0

I have a column of timestamps with timezone info. It is imported with a SQL query from a database. It is of datatype datetimeoffset(7)

2020-06-04 13:00:00.0000000 +02:00

How do I convert this to a naive date that takes tz info into account, eg.

2020-06-04 15:00:00

Note that the + 02:00 part has been added to the timestamp, not simply stripped away.

The timestamps are stored in a pandas dataframe.

Mike
  • 99
  • 1
  • 10
  • 1
    Note: technical speaking, the first time takes into account time zone, the second not, it is just a 'wall clock" and nobody know the timezone. And you are using timezone incorrectly: you should *substract* timezone offset (or UTC time + offset = local time). pandas should be able to handle timezones (in reality times are stored in the same UTC format, and an additional field has the +2, in case you ask pandas to print times. – Giacomo Catenazzi Aug 07 '20 at 08:14
  • I assume 'timestamps' is a column in a pd.DataFrame (i.e. a pd.Series)? of what dtype ist it? I assume object (string) - is it exactly this format `'07-08-2020 08:00:00 + 02:00'`? – FObersteiner Aug 07 '20 at 09:24
  • Yes, 'TimeStamp' is a column / series in a pandas df. The table is imported with an SQL query from a database in which it has datatype datetimeoffset(7). – Mike Aug 07 '20 at 10:46
  • ok, it seems you can omit the line `df['timestamp'] = df['timestamp'].str.replace(r'(\+|\-)\ ', r'\1')` from my answer ;-) – FObersteiner Aug 07 '20 at 13:00

2 Answers2

1

if I get the question correctly, you want naive local time, depending on the OS time zone setting you run the script on:

import pandas as pd
from tzlocal import get_localzone

# example data...
df = pd.DataFrame({'timestamp': ["07-08-2020 08:00:00 + 02:00"]})
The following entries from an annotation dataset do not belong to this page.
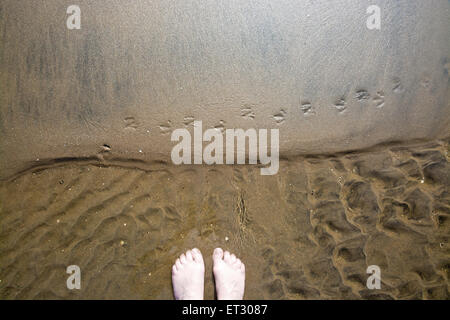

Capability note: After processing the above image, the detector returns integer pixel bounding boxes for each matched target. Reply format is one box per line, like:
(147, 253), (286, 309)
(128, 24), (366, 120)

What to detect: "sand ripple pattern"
(0, 142), (450, 299)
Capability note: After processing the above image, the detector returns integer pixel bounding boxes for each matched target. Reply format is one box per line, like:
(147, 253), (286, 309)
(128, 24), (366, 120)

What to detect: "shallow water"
(0, 141), (450, 299)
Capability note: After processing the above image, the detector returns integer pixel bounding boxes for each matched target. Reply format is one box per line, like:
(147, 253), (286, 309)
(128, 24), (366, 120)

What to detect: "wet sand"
(0, 141), (450, 299)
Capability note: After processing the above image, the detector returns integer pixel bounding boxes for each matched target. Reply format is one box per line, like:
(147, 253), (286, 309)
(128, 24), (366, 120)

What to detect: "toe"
(186, 250), (194, 262)
(175, 259), (182, 270)
(223, 251), (231, 263)
(213, 248), (223, 262)
(192, 248), (203, 263)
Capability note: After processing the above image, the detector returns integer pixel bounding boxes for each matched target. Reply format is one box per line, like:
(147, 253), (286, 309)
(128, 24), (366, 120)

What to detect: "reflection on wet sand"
(0, 142), (450, 299)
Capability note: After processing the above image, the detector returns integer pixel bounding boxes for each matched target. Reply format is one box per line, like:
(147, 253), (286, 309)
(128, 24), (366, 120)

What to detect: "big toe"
(191, 248), (203, 263)
(213, 248), (223, 263)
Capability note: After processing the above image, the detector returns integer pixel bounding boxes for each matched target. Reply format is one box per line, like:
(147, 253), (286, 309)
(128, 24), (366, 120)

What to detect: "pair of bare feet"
(172, 248), (245, 300)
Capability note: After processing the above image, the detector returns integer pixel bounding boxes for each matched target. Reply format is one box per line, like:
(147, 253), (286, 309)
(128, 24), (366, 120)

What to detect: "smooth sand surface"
(0, 142), (450, 299)
(0, 0), (450, 299)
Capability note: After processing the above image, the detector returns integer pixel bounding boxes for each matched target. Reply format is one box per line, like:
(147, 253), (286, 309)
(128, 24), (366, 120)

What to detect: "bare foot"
(213, 248), (245, 300)
(172, 248), (205, 300)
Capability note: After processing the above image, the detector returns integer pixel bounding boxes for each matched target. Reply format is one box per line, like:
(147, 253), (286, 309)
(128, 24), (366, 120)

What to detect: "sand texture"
(0, 141), (450, 299)
(0, 0), (450, 178)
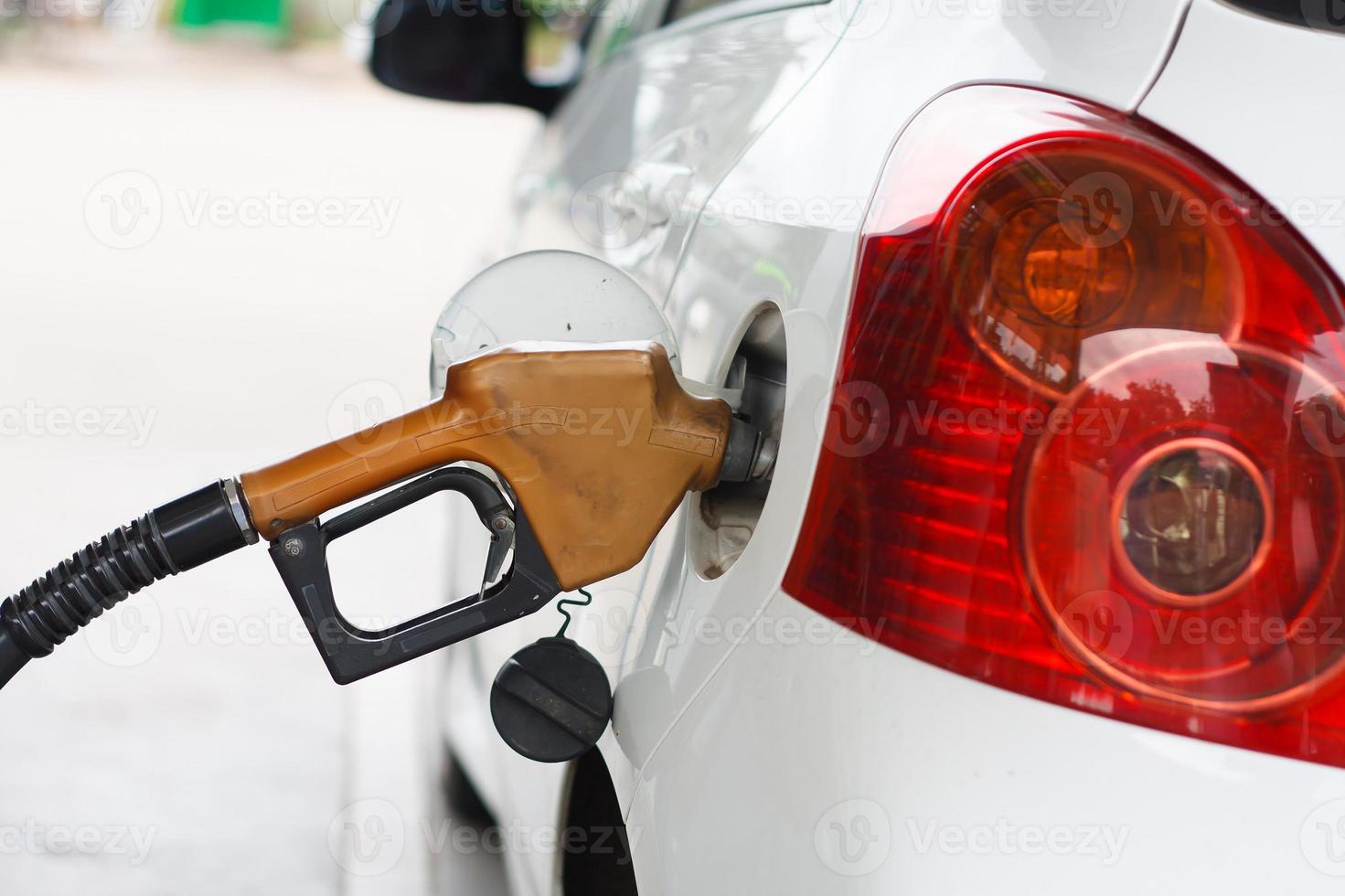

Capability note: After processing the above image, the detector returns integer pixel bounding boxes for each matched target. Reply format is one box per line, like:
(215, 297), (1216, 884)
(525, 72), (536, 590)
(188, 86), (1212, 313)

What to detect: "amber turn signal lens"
(943, 137), (1242, 399)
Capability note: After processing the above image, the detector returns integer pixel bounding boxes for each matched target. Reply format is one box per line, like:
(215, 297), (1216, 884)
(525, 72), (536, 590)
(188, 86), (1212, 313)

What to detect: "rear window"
(1229, 0), (1345, 32)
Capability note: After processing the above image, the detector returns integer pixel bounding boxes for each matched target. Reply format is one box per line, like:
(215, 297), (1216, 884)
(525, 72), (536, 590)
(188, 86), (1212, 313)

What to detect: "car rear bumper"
(628, 593), (1345, 896)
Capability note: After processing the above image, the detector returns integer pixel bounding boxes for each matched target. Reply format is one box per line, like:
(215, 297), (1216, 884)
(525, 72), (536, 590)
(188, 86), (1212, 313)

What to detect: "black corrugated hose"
(0, 480), (257, 688)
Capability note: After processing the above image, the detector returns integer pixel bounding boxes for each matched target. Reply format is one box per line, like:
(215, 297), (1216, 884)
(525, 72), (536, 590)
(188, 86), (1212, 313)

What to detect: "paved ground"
(0, 31), (534, 896)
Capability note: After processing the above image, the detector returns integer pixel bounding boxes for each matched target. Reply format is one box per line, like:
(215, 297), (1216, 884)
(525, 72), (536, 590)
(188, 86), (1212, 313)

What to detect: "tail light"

# cast to datetime, in case you haven't already done this
# we need to strip a space first...
df['timestamp'] = df['timestamp'].str.replace(r'(\+|\-)\ ', r'\1')
df['timestamp'] = pd.to_datetime(df['timestamp'])

# df['timestamp']
# 0   2020-07-08 08:00:00+02:00
# Name: timestamp, dtype: datetime64[ns, pytz.FixedOffset(120)]

# now we can convert to local timezone, which will give us aware local time
df['localtime'] = df['timestamp'].dt.tz_convert(get_localzone())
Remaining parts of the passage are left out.